Eden Court Cinema brings a wide range of exceptional films to its Highland audience. Onoda: 10,000 Nights in the Jungle is an example of its eclectic choice. 

This is a moving, meditative film on the futility of war.  It follows the traditional path of showing pointless violence. This violence is even more terrible as Japan surrendered, and the war is over. The continued bloodshed is seen through the lens of the men’s fanaticism.

Director Arthur Harari’s film concentrates on the lives of four characters who create familial bonds, built under pressure. Their arguments are those of siblings whose proximity spills over into anger. These distinct personalities are watched over by the tranquil gaze of their leader Onoda. Only briefly will Onoda break his calm and fly into a rage. In his youth, Onoda is played by Yûya Endô. As he matures the part is taken by Kanji Tsuda.

Harari has chosen to make an episodic film which jumps between key moments. Many of these episodes are united by a song. Each singer has to supply individual lyrics to make this song personal to them.  The incidents do engage, but with a total running time of 2 hours 53 minutes, the film is a challenge for the audience. 

There is a Robinson Crusoe vibe. Not simply living alone on an island but the satisfaction of discovering how to survive in the wild.  They build huts, sew clothes, and learn what is safe to eat. The patched and worn uniforms seem authentic. When Onoda eventually comes out of the jungle, attracted by singing, he carries what seems to be a living wall on his back. 

The island setting is given a personality. Treasured places with unique names noted in diaries and on maps. Although among nature, heavy vegetation and the need to hide make the outdoors claustrophobic. This is added to by the constant rain which traps them. 
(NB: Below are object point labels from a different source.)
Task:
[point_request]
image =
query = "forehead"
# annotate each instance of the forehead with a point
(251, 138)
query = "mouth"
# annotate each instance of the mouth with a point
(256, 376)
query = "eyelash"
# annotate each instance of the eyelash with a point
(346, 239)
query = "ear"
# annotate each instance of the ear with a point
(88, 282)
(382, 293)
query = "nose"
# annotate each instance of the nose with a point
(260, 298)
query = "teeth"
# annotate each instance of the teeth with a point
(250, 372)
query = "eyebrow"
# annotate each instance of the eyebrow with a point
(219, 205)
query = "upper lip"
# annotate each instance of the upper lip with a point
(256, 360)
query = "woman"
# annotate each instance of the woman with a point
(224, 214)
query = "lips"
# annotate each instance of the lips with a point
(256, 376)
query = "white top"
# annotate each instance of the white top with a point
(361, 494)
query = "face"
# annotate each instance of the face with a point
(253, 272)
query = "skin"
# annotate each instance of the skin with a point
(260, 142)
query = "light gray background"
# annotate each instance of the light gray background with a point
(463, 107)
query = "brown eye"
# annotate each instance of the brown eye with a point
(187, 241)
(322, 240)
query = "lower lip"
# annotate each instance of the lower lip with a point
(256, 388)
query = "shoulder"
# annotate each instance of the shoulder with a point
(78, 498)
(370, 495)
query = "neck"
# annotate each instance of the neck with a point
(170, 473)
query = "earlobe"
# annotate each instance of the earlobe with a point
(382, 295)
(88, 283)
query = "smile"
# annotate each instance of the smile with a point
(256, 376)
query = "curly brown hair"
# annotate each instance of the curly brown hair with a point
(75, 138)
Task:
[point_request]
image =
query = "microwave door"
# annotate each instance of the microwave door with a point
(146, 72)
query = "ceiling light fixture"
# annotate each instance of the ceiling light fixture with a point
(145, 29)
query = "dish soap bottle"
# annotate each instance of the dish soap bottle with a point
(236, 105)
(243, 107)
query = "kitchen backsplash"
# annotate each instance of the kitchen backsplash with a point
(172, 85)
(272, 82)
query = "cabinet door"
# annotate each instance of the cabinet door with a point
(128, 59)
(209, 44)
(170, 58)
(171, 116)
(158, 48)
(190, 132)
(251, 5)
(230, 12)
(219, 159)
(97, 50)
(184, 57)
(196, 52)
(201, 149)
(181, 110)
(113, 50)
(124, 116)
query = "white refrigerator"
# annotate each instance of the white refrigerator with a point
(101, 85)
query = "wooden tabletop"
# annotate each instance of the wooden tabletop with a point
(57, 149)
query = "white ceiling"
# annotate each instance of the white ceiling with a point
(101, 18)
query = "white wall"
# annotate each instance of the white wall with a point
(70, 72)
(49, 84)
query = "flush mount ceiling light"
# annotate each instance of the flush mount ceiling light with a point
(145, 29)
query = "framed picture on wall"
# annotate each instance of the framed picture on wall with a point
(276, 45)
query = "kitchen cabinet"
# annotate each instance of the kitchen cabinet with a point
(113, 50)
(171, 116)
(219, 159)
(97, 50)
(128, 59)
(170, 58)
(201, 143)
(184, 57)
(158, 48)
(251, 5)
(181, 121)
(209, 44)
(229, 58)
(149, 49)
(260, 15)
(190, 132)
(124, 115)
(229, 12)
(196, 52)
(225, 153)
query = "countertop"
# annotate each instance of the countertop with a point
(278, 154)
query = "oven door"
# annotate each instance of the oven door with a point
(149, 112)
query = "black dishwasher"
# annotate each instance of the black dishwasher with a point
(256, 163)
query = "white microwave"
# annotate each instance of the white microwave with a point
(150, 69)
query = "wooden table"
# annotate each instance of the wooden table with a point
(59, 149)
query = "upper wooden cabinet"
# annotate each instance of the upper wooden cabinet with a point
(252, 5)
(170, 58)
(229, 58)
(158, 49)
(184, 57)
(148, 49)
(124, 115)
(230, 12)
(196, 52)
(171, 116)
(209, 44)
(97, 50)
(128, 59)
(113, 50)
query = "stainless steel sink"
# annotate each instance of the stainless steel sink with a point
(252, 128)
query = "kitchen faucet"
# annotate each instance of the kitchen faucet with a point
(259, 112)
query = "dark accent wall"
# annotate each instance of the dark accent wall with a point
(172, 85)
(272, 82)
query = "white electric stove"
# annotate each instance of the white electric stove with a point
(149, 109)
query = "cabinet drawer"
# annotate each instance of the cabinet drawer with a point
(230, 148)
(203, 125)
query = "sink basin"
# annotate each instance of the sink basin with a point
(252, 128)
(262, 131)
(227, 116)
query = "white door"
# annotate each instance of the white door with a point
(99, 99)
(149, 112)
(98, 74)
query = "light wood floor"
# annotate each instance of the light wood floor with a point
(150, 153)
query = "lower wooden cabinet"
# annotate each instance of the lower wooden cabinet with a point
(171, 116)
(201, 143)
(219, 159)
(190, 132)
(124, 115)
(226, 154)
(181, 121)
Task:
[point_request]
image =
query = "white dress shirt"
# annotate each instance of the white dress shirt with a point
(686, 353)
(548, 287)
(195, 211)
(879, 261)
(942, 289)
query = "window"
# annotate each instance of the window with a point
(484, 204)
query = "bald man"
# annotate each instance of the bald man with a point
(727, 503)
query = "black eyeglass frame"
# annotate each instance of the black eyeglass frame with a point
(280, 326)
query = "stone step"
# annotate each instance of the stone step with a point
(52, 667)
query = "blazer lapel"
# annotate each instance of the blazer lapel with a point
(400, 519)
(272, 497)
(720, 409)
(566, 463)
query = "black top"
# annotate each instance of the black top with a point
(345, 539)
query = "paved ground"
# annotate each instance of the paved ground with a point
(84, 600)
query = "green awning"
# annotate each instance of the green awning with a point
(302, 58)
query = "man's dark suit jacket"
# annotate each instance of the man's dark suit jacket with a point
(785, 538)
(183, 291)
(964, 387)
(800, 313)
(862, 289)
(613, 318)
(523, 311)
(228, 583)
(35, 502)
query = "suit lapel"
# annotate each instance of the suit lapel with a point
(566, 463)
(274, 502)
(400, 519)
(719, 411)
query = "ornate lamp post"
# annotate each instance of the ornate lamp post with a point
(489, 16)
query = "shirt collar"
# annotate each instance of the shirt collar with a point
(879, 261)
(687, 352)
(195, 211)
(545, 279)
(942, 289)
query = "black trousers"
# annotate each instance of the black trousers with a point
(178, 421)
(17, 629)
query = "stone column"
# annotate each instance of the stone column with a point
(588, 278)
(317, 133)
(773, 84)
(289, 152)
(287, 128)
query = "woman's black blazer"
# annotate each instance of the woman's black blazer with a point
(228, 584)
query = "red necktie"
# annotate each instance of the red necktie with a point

Onoda’s determination to stay at his post until relieved of duty is admirable. This determination also gives insight into the self-talk of the fanatic. As news of outside events filters through to the camp, it is twisted to fit into their worldview. A wait at the end for captions to say what happened next was futile, as none came.

This is a nearly unbelievable tale of dedication. It is instructive that the explorer who found him was searching for, ‘a panda, Lieutenant Onoda, and a Yeti’. Indeed, Onoda’s story is as extraordinary as that of finding the latter.